Portanto a unica via é reformar por dentro convencendo e, neste capitulo, temos muuuito que andar. As tais regras orçamentais que julgamos inaceitaveis podem ser modificadas, contando que a maioria dos povos europeus assim o queiram. E porque não haveriam de o querer ? Quem disse que, com verdadeira democracia a nivel Europeu, as politicas austeritarias seriam necessariamente as escolhidas ? Eu acho que não. Vejo, que elas são escolhidas, em grande parte, porque estamos numa Europa ainda incipiente, onde impera ainda o reflexo nacional do "meu dinheirinho", da "minha reforminha" e "desses gatunos algarvios que não querem trabalhar".

Eu, contrariamente a vocês (bom, isto aqui é provocação pura, mas que se lixe), não me limito a acreditar nas virtudes de uma politica de esquerda, social, de redistribuição em beneficio do trabalho. Acredito nessas virtudes, mas acredito também que é mesmo possivel fazer com que esta politica venha a ser implementada, porque ela tem de facto as virtudes que vocês sublinham e porque não vejo nenhuma razão a priori que impeça que ela seja escolhida democraticamente pelos povos europeus. Foi o que sucedeu na Grécia ? Pois foi. Mas não chega...

Respondem-me v. que isto é o discurso da realidade, o dos tecnocratas, o dos austeritarios ! Fora com ele. Abaixo a realidade ! Queremos outros coisa !

Meus amigos, a realidade não se contesta, nem se recusa. Não ha fuga. A unica maneira de lidar com a realidade, e mais particularmente com aquela que não nos convém, é transforma-la. Destruir as bases incipentes da Europa politica é o caminho ? Sinceramente, julgo que não.
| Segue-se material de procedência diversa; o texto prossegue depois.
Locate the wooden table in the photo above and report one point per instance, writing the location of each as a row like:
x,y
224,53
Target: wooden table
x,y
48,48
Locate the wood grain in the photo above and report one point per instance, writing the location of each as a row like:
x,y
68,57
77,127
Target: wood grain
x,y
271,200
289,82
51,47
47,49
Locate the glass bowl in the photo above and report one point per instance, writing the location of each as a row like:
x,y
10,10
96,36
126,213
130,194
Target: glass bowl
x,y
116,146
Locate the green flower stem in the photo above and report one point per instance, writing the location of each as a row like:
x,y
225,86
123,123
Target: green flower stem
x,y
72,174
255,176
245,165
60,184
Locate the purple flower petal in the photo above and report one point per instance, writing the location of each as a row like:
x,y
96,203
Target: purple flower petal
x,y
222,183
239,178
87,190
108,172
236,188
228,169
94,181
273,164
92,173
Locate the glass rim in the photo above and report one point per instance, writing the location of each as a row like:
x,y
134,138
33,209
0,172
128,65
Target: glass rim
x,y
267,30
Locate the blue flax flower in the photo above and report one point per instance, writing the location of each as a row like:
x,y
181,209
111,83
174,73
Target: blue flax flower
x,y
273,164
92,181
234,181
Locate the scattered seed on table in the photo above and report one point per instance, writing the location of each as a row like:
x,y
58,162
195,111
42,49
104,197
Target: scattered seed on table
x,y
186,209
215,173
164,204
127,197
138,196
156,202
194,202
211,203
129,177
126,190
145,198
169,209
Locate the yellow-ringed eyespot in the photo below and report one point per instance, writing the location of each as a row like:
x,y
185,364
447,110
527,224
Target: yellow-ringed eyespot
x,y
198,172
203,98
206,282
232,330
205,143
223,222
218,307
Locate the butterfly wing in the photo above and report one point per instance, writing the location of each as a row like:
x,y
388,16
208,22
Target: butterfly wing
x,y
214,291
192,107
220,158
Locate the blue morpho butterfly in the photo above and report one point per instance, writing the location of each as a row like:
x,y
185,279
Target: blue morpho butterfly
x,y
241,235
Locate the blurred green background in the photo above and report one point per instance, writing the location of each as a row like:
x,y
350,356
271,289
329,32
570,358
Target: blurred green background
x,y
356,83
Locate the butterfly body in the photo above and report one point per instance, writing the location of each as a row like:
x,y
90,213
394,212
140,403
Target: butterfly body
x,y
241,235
Abraços esquerdisto-realistas

Paulo Marques disse...

Incipiente? É o seu desígnio, ser o império alemão. Essa é que a realidade, não é que a democracia vai resistir dentro da UE por muitos discursos bonitos que se assine de cruz.
E a outra realidade é que a Grécia, e Portugal, rapidamente se vão tornar um deserto de idosos porque tudo o que tem um mínimo de talento e ambição não está para andar de estágio em estágio a ganhar uma miséria.
E, sinceramente, deixar as coisas andar só as vai tornar mais difíceis de mudar, e como a queda de outros impérios, vai exigir sangue e caos e ninguém imagina o que daí vai sair. E não vai demorar muito a chegar a esse ponto.
Vichis houve muitos com pouco sucesso.